Alemão está radicado em Paredes, onde tem uma clínica de massagens de recuperação juntamente com o filho

1 - Como é que ingressou no SC Covilhã?

Em 1971, iniciei a minha carreira de futebolista em Portugal pelo Beira-Mar. Indiquei o jogador Babá em 1972 à direcção do Beira-Mar, o qual fez contrato nesse ano. Em 1974, eu e o Babá fomos levar dois jogadores que mandei vir do Brasil (o Baixa e o Paulinho) para ingressarem no Covilhã, mas só o Baixa fez contrato com o clube. Nesse ano, o Sr. Manuel Pintassilgo estava muito nervoso porque a equipa do Covilhã não correspondia e precisava de uma equipa para subir. Eu disse-lhe “se o senhor quiser que eu vá para a equipe, eu vou.” A resposta do Sr. Manuel Pintassilgo foi “o Sr. já está no SC Covilhã, só se o dinheiro não valer, é o presente que eu vou dar ao clube.” E assim, em 1974, o Covilhã pagou ao Beira-Mar 500 contos por um empréstimo de 2 anos pelo Alemão, muito dinheiro naquele tempo. Eu e o Babá fizemos contrato nesse ano pelo Covilhã e fomos campeões.

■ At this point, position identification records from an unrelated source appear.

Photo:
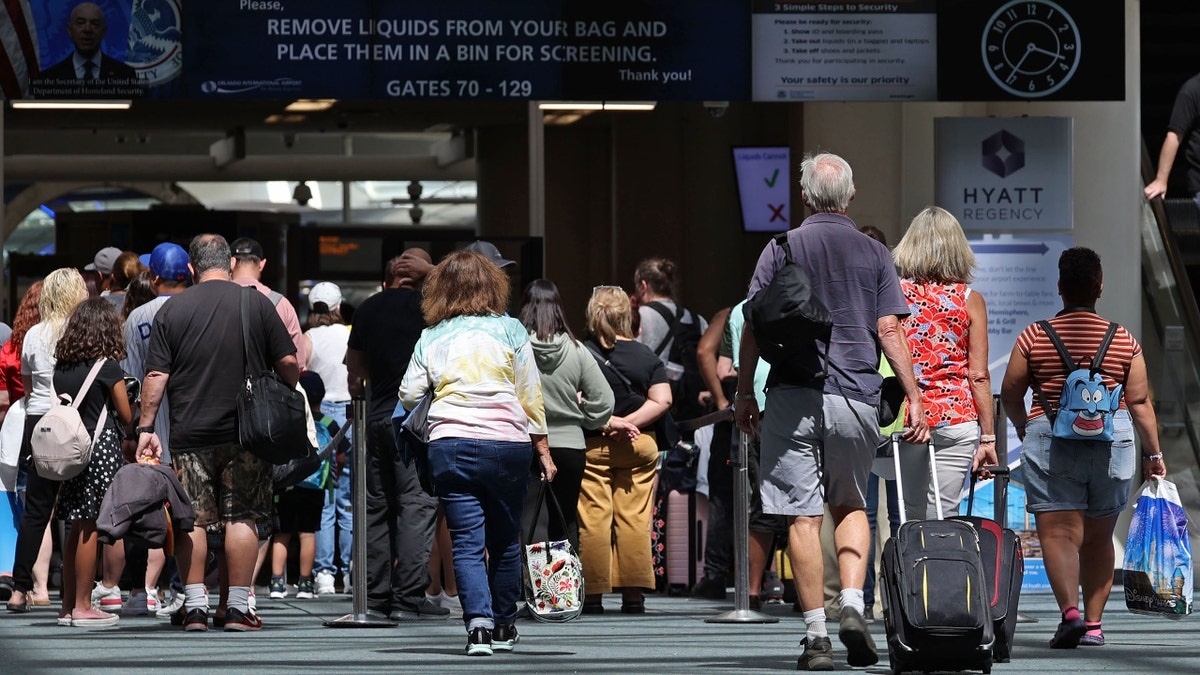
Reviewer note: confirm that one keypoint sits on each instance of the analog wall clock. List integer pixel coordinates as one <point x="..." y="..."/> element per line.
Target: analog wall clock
<point x="1031" y="47"/>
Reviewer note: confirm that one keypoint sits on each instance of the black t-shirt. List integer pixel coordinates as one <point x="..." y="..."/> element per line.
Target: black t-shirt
<point x="385" y="329"/>
<point x="639" y="364"/>
<point x="70" y="376"/>
<point x="1186" y="121"/>
<point x="197" y="341"/>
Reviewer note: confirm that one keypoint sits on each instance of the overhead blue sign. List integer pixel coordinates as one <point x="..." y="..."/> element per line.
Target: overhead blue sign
<point x="461" y="49"/>
<point x="405" y="49"/>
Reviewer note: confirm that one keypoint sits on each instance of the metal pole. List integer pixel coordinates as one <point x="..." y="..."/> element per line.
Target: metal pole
<point x="360" y="617"/>
<point x="742" y="611"/>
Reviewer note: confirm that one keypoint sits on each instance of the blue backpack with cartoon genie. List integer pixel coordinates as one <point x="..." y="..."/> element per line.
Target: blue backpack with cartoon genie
<point x="1086" y="405"/>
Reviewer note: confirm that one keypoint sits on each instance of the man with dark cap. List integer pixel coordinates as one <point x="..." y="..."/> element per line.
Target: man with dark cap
<point x="247" y="266"/>
<point x="401" y="512"/>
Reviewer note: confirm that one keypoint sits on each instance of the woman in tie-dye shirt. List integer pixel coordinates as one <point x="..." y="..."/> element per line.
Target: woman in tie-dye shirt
<point x="486" y="422"/>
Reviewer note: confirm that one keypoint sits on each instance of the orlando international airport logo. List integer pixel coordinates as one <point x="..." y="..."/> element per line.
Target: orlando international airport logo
<point x="156" y="47"/>
<point x="1003" y="154"/>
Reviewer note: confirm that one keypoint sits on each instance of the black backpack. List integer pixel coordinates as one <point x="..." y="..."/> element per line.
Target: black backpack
<point x="786" y="316"/>
<point x="684" y="338"/>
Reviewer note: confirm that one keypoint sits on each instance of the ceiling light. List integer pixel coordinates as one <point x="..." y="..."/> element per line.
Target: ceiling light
<point x="629" y="105"/>
<point x="571" y="106"/>
<point x="283" y="119"/>
<point x="46" y="105"/>
<point x="310" y="105"/>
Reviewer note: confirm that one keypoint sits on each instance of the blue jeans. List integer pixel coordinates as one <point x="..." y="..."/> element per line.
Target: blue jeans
<point x="336" y="513"/>
<point x="481" y="485"/>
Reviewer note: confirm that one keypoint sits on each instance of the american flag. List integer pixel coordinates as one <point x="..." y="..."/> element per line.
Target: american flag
<point x="18" y="45"/>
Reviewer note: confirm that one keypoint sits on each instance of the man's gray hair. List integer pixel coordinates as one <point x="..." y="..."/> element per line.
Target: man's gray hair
<point x="828" y="183"/>
<point x="209" y="252"/>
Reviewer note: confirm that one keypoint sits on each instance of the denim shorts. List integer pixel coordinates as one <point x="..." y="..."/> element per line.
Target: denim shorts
<point x="1087" y="476"/>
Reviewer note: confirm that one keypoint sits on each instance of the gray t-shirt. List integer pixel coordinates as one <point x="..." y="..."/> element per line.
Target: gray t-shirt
<point x="856" y="279"/>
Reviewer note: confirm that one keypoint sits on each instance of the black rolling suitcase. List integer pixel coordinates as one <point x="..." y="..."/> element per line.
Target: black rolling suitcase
<point x="937" y="615"/>
<point x="1002" y="562"/>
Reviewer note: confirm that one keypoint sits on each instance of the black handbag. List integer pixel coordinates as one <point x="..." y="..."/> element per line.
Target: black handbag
<point x="270" y="414"/>
<point x="417" y="424"/>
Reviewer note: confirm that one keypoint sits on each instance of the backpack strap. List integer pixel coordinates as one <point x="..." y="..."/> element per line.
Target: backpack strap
<point x="1098" y="359"/>
<point x="83" y="392"/>
<point x="671" y="321"/>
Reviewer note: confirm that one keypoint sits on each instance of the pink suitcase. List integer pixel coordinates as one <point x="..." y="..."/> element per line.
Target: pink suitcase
<point x="687" y="523"/>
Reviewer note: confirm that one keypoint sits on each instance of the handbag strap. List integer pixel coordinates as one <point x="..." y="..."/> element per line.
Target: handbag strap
<point x="83" y="390"/>
<point x="245" y="332"/>
<point x="541" y="499"/>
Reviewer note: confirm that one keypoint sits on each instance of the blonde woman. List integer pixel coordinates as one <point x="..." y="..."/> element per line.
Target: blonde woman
<point x="61" y="291"/>
<point x="947" y="330"/>
<point x="615" y="497"/>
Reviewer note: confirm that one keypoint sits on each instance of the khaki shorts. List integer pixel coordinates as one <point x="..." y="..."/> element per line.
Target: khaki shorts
<point x="225" y="483"/>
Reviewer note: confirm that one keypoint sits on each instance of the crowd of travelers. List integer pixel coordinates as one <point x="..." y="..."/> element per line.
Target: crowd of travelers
<point x="157" y="346"/>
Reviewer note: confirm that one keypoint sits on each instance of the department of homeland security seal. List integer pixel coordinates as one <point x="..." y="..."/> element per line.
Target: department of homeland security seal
<point x="156" y="48"/>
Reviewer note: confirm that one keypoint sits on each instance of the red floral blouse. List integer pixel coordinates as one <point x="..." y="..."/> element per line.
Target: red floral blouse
<point x="937" y="336"/>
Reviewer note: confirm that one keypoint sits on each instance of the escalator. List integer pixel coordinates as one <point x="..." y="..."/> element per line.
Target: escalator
<point x="1170" y="338"/>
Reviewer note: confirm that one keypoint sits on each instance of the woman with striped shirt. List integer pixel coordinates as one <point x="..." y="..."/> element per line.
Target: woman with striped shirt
<point x="1077" y="489"/>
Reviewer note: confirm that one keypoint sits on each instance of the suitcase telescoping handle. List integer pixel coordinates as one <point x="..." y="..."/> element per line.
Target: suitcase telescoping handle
<point x="1000" y="482"/>
<point x="933" y="471"/>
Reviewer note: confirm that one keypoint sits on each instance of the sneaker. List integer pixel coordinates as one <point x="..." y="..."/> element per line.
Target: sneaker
<point x="279" y="589"/>
<point x="504" y="637"/>
<point x="195" y="620"/>
<point x="424" y="610"/>
<point x="817" y="655"/>
<point x="239" y="621"/>
<point x="1068" y="634"/>
<point x="479" y="641"/>
<point x="853" y="633"/>
<point x="709" y="587"/>
<point x="93" y="619"/>
<point x="153" y="602"/>
<point x="325" y="584"/>
<point x="167" y="609"/>
<point x="137" y="605"/>
<point x="105" y="598"/>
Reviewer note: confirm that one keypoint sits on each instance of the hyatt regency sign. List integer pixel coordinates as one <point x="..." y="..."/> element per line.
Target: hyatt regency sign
<point x="1005" y="174"/>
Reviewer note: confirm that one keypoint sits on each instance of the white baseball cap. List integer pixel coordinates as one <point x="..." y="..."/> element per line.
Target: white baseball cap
<point x="325" y="292"/>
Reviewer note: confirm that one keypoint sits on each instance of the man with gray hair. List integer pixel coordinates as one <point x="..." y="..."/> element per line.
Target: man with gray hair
<point x="197" y="358"/>
<point x="820" y="440"/>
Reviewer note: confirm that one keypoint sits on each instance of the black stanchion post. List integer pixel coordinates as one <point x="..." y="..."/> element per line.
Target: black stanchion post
<point x="360" y="617"/>
<point x="742" y="611"/>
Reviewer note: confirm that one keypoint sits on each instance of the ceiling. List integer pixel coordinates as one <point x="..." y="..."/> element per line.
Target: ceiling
<point x="352" y="141"/>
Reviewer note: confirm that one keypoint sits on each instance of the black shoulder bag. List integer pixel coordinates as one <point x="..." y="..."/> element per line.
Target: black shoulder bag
<point x="270" y="414"/>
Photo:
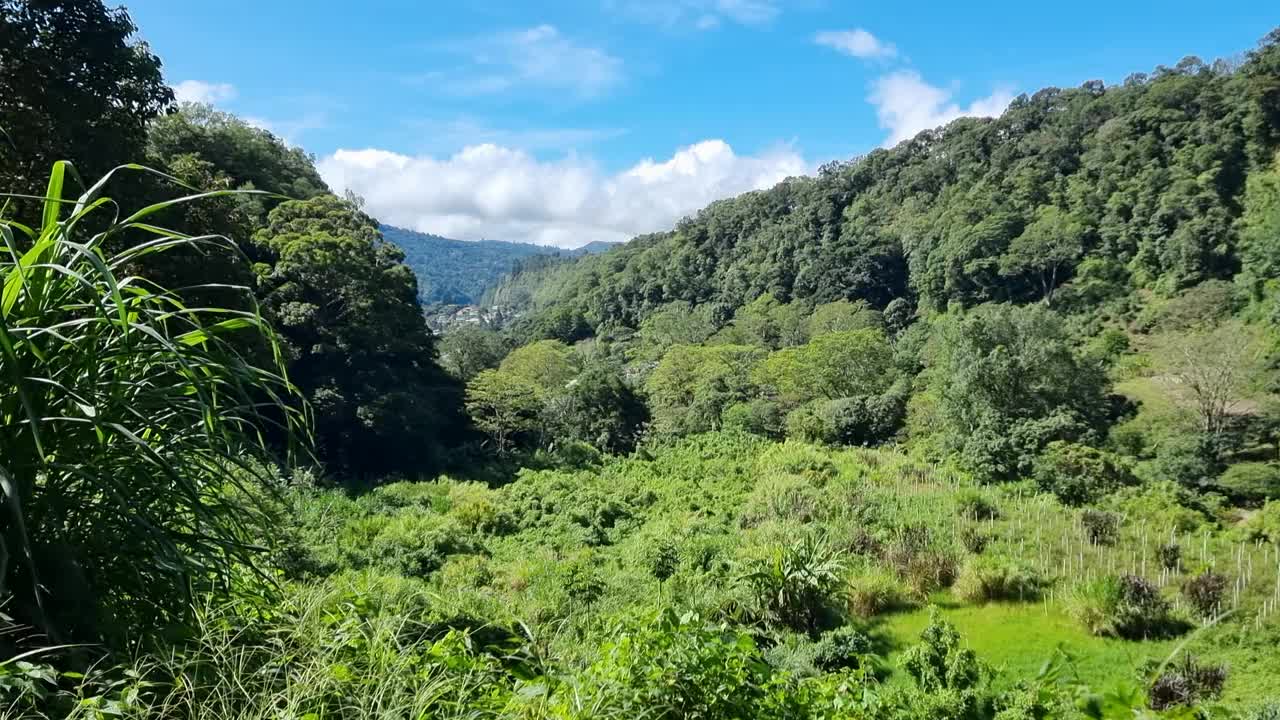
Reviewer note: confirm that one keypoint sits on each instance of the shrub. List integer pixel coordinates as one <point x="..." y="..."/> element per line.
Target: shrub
<point x="760" y="417"/>
<point x="677" y="668"/>
<point x="1205" y="592"/>
<point x="813" y="464"/>
<point x="1187" y="683"/>
<point x="782" y="497"/>
<point x="874" y="592"/>
<point x="947" y="674"/>
<point x="1251" y="482"/>
<point x="974" y="540"/>
<point x="466" y="572"/>
<point x="929" y="572"/>
<point x="973" y="505"/>
<point x="1079" y="474"/>
<point x="983" y="579"/>
<point x="842" y="648"/>
<point x="1128" y="607"/>
<point x="1264" y="524"/>
<point x="794" y="586"/>
<point x="1101" y="527"/>
<point x="407" y="543"/>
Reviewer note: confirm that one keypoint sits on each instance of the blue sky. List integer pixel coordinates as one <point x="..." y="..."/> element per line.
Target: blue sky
<point x="597" y="119"/>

2 - Quais os principais momentos que passou no SC Covilhã?

- Foi ser campeão;

- A amizade e união da equipa;

- O apoio da direcção;

- Sem desconsiderar ninguém, saliento o grande Capitão Prata, o homem que defendeu as pessoas de fora, mesmo sendo da terra.

- Ficar em 4º lugar na Taça de Portugal, na época 74-75, eliminados pelo Boavista, apenas no prolongamento.

3 - A equipa de 1974/75 fez uma época brilhante, onde venceu a Serie B da terceira divisão. Era uma equipa de outros patamares?

Era sim senhor uma grande equipa, com grandes jogadores. Praticamente fomos campeões antecipados, estavamos com muitos pontos de difirença das outras equipas.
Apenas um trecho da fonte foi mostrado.